Delaware Receives $1.4M in Federal Grant to Train Dislocated Workers
State and Federal leaders applaud grant that will help fund innovative programs to help Delawareans train and find jobs
Dover, DE – The Delaware Department of Labor will be receiving a $1.4 million grant from the U.S. Department of Labor to provide job training and job search assistance to displaced workers who have been challenged over the long-term by residual effects from the economic downturn. The funding for expands training for unemployed individuals to acquire industry-recognized credentials that lead to new career opportunities.
It supports on-the-job training, customized training, registered apprenticeships and other approaches that connect individuals with employers, with a focus on providing these services to those in longer term unemployment. Delaware defines this as individuals who have been unemployed for a minimum of 27 weeks.

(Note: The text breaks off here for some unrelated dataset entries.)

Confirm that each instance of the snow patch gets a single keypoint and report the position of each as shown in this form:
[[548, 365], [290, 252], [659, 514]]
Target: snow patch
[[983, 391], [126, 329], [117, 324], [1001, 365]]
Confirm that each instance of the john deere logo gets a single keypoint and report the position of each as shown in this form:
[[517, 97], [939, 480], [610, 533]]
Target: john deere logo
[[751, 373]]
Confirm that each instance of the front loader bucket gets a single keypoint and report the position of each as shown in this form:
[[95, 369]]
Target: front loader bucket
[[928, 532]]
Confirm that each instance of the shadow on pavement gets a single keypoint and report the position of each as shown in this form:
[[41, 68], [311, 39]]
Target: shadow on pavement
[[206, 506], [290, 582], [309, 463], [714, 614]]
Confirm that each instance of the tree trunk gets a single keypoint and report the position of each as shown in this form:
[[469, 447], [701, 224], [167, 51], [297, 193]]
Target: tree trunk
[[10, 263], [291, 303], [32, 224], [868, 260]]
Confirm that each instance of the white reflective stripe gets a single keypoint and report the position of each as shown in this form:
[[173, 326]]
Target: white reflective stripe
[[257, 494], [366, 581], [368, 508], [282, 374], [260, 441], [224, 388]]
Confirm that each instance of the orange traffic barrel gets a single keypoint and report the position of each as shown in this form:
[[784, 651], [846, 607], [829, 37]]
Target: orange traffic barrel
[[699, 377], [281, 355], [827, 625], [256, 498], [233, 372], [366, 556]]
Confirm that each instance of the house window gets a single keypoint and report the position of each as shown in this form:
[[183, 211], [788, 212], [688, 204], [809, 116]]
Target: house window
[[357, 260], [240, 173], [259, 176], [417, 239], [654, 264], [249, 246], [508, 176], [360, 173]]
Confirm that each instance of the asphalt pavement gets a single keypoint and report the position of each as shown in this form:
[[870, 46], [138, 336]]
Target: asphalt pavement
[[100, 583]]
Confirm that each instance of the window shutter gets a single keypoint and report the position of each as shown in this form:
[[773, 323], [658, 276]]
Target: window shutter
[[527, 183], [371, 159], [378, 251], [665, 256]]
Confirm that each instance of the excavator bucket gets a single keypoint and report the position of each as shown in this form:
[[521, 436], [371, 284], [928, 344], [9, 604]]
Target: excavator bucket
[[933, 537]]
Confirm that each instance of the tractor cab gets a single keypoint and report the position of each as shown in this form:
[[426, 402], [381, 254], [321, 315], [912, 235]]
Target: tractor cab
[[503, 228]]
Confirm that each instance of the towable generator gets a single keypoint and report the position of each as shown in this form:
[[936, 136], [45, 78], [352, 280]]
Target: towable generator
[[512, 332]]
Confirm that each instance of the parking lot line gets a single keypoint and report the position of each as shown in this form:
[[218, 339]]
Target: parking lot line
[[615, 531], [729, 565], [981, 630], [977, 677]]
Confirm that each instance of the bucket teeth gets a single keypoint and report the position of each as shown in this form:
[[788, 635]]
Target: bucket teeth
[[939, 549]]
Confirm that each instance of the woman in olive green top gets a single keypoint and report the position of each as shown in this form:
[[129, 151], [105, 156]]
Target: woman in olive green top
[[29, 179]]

“This funding will help us break some of the barriers preventing some Delawareans from returning to work, including training that will assist those who can transfer skills or learn new skills and return to the workforce,” said Governor Jack Markell. “Our state Department of Labor has been focused on developing innovative programs that connect individuals with jobs that match their employable skills with potential employers. A combination of training, credentials, and work experience bring long-term employment success.”
Delaware is piloting the National Career Readiness Certificate (NCRC), a portable credential that demonstrates achievement and a certain level of workplace employability skills in applied mathematics and locating information and reading.
“The attainment of meaningful credentials is already a focus in Delaware,” said John McMahon, Delaware Secretary of Labor. “Our training activities will be targeted to Delaware’s Career Ladder Initiative, providing some short term training for many dislocated workers whose skills are transferable, particularly in Information Technology fields where the number of jobs are growing and advanced degrees are not necessarily required. We are working with business to identify talent gaps and discuss how we can bridge some of the skill gaps for people who need jobs. ”
The Delaware Department of Labor job bank – Delaware Joblink – assists workers with case management, job search, labor market information, job matching, and training provider information. The Joblink is also used by employers in their search for their next employee.
“Despite a recovering economy, too many Delawareans remain out of work. Fortunately, this grant from the Department of Labor will send close to $1.5 million to Delaware to help folks that have been unemployed for too long receive the training and resources they need to get back on track and into the workforce, “ said U.S. Sen. Tom Carper. “ I’m confident this grant will help these Delawareans cultivate new, useful skills that will put them on paths towards long, successful careers.”
“Too many Delawareans know what it feels like to lose their job when their factory closed down or their company left town,” Senator Chris Coons said. “With so many still looking for work, this federal grant will give our neighbors the training they need to get hired. Helping Delawareans find jobs remains my top priority, so I’m hopeful about what this grant will mean for our state.”
“This grant will be a big boost for the many Delawareans who are eager to return to the workforce,” said Congressman John Carney. “I’ve visited employment and training centers all over the state – like Goodwill in Bridgeville and West End Neighborhood House in Wilmington. These organizations provide tremendous resources for those looking for work, and help connect employers with Delawareans who meet their needs. The grant announced today will help these centers do their jobs better, and benefit Delaware employers and job seekers.”
The U. S. Department of Labor invited states to apply for one-time funding in May and were asked to prioritize training efforts on long-term unemployed workers, many of whom would be likely to soon exhaust their unemployment insurance benefits. The funding is being provided through Dislocated Workers Training National Emergency Grants.